Я выбрала вместо юбки и кофты голубой сарафан, потому что он первый попался под руку, и, натянув его, взяла в руки щетку. Второпях причесываясь, я причиняла себе боль, зато наполнилась угрюмой решимостью подпортить настроение и Ирвингу. Раз Рашель его хочет, нужно этому поспособствовать.
– Ужас, – недоверчиво выдохнула Рашель, что заставило меня оглянуться на нее. – Это ты ли вообще? Меня всего-то пару недель не было. Ты же никогда не была отчаянной или скандалисткой, и тем более я еще не видела на твоем лице такого злобного, решительного выражения.
– Мое зеркало видит это выражение даже не первый раз за этот день. Поверь, это самый несносный человек, какого я видела в своей жизни. Заносчивый козел!
– Вот это да!
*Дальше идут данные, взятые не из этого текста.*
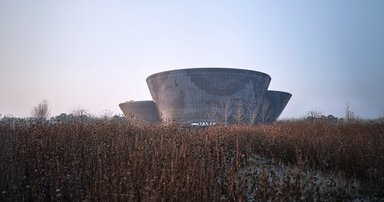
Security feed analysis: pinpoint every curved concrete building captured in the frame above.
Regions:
[258,90,292,123]
[119,68,292,124]
[119,101,160,122]
[147,68,271,124]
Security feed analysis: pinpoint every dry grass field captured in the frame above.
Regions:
[0,117,384,201]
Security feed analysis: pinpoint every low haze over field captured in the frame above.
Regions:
[0,0,384,118]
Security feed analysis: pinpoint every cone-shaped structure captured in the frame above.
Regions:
[147,68,271,123]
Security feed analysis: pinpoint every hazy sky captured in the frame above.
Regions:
[0,0,384,118]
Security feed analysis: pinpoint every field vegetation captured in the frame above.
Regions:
[0,118,384,201]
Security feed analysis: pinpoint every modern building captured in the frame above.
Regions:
[120,68,291,124]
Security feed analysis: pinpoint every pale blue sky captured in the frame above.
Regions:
[0,0,384,118]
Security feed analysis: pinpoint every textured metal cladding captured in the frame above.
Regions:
[147,68,271,122]
[119,101,160,122]
[265,91,292,122]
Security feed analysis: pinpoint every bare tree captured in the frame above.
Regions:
[32,99,49,119]
[71,107,89,117]
[235,100,244,123]
[219,97,232,124]
[247,96,258,125]
[345,103,356,121]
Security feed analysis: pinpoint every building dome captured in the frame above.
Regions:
[147,68,271,123]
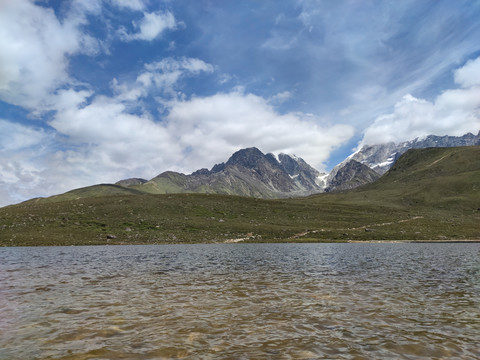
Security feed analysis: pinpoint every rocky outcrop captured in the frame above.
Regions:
[129,147,323,198]
[325,160,380,192]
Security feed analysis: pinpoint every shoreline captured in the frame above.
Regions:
[0,238,480,248]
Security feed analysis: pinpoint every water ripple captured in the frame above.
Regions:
[0,244,480,359]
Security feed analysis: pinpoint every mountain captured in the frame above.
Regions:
[4,146,480,246]
[112,147,324,198]
[325,160,380,192]
[348,131,480,175]
[325,131,480,192]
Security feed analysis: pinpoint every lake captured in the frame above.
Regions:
[0,243,480,359]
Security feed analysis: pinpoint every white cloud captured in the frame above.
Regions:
[120,11,177,41]
[112,57,215,101]
[110,0,145,11]
[167,92,353,170]
[361,58,480,144]
[0,119,53,206]
[455,57,480,88]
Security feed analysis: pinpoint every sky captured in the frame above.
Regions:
[0,0,480,206]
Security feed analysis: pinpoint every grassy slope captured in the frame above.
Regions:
[0,147,480,246]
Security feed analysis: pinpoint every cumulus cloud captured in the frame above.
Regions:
[167,91,353,170]
[112,57,215,101]
[110,0,145,11]
[120,11,177,41]
[0,119,53,206]
[361,58,480,144]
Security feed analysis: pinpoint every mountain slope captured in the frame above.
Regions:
[349,131,480,174]
[127,148,322,199]
[325,160,380,192]
[325,131,480,191]
[0,146,480,246]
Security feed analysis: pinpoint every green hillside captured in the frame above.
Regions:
[0,147,480,246]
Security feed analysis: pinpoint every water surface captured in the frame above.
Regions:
[0,244,480,359]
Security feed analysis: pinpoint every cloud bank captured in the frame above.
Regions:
[361,57,480,145]
[0,0,480,206]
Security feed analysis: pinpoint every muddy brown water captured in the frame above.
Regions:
[0,243,480,359]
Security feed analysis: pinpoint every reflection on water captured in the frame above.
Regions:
[0,244,480,359]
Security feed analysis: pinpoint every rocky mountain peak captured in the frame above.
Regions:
[325,160,380,192]
[225,147,278,169]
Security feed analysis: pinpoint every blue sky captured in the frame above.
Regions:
[0,0,480,206]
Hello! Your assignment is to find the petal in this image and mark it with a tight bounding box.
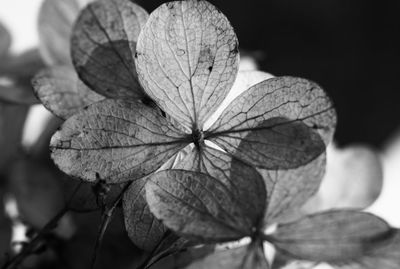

Просто никогда не думала, что в тебе запрограммирована ненависть, – сухо отозвалась она с кровати, наблюдая за тем, как я ищу свою вторую босоножку.
– То есть, запрограммирована? – хрипя от натуги, переспросила я. Наконец подошва поддалась, и, оторвав ее от пола, я поняла, что она была приклеена. – Вот урод!
Рашель начала что-то говорить, но, увидев, как я застыла над босоножкой, замолчала. Я же продолжала смотреть в подошву, словно там было написано, когда он это успел сделать и вообще зачем.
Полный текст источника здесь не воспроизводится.